As the camera pans to a column of irrepressibly cool Parisians shuffling home after a subterranean rave, Eden captures the bittersweet jaded end of a party that inevitably, sadly, had to end.

It’s one of a handful of beautiful, romanticised moments in a film about the French capital’s seminal house and garage movement through the early to mid 1990s; told through the eyes of one its protagonists – DJ Paul Vallée (Félix de Givry).
Paul’s trajectory is based on the life of actual French house and garage DJ Sven Hansen-Løve. An epicurean who lived the scene’s hedonistic highs and wretched lows, Sven was among a band of entrepreneurial DJs and producers, which included Daft Punk in their burgeoning years, who organised legendary raves and subsequent legitimate club nights across Paris.
This talented batch of bon viveurs were inspired by the ‘house’ music that emerged from Chicago’s Warehouse nightclub in the late 1980s, and the ‘garage’ tunes that had blasted out of legendary DJ Larry Levan’s decks at the Paradise Garage, New York, during the same period. In the early 1990s Sven, Daft Punk and others including Etienne de Crecy, began creating and appling their French touch to this style of music, creating a new sub-genre in the process.

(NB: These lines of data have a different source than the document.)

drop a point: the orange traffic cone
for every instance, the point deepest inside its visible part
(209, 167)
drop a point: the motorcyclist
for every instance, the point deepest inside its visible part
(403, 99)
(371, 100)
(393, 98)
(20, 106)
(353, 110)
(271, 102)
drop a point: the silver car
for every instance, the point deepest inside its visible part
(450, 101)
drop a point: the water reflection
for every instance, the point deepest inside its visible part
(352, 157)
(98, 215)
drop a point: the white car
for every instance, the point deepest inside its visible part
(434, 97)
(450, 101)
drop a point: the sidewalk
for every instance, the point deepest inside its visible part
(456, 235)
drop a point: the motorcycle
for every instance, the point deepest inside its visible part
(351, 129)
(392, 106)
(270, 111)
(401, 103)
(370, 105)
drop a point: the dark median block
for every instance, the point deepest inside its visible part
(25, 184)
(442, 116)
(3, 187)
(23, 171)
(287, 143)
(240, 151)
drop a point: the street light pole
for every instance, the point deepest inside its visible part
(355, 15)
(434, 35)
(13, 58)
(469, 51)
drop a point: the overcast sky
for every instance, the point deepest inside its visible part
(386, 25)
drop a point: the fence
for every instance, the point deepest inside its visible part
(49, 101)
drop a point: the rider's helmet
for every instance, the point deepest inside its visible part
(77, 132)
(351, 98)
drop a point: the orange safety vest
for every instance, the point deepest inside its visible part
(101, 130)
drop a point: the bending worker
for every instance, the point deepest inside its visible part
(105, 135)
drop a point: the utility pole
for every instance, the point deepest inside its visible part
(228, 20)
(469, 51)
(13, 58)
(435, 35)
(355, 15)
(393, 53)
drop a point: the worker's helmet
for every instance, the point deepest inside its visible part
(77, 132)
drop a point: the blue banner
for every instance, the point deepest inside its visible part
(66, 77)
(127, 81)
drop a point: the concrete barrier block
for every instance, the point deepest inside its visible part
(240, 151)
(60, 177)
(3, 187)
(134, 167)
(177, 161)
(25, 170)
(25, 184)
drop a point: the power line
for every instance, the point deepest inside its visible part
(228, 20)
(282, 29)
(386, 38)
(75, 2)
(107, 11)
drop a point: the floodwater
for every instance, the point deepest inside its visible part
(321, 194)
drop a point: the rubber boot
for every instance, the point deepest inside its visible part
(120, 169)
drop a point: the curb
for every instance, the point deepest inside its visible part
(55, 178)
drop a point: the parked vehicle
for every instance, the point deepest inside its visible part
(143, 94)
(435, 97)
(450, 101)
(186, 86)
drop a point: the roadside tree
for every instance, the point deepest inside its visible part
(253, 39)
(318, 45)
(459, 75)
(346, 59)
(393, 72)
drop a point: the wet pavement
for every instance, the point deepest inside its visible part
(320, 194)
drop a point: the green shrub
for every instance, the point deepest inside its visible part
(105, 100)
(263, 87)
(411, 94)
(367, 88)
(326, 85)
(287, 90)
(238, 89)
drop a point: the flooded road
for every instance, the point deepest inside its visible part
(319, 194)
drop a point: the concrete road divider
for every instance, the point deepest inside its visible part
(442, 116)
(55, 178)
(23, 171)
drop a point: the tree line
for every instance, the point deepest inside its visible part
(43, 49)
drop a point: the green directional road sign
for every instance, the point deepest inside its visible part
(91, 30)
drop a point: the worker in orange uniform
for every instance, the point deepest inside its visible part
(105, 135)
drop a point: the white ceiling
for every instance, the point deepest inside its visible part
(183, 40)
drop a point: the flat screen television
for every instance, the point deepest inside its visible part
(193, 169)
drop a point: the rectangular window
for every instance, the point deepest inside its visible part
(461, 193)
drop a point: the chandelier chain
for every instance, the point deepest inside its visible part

The script was co-written by Sven and his sister Mia, the film’s director, who has applied her own deft, authentic approach.

There’s a great moment when a much younger, sheepish Daft Punk play their first hit, Da Funk, for the first time at a house party and the camera tracks back – the duo are now more elusive, enigmatic – stars are born. Another quintessentially Gallic scene portrays the youngsters debating the political and social merits of Showgirls.

But more crucially, through the DJ sets of Paul and his ‘camarades’, Mia Hansen-Løve manages an extremely rare feat. She takes dance music seriously, draws out its sensitivities and pitches perfectly its ability to create euphoric shared experiences – whether you’re sober or intoxicated. House music is and can be just as vital to this generation as punk was to the class of 1977.

For many, Eden will conjure feelings just like those unearthed by the recent rebirth of TFI Friday. The first four bars of Kings of Tomorrow’s Finally, Joey Smooth’s Promised Land and Daft Punk’s One More Time will spark urges among many 30-somethings to succumb to their inner demons, get royally twatted and party like its 1998.

But the script is by no means flawless. Much like a (house) party, seemingly important characters emerge and disappear with little or no explanation and the plot veers lightly without a constant narrative thrust.

It’s a languid story at times and will test those who aren't particular fans of the music featured throughout.

Which brings to the soundtrack. From the opening Balearic bars of Derrick May’s blissful remix of Sueno Latino, through to Terry Hunter’s Your Love, the tunes will give audience’s shivers, leave them misty eyed for their youth and may well attract new converts.

Through an adroit choice of songs, a clear understanding and unassuming style, Mia Hansen-Løve has captured the true essence of house music itself – fleeting moments of pure joy.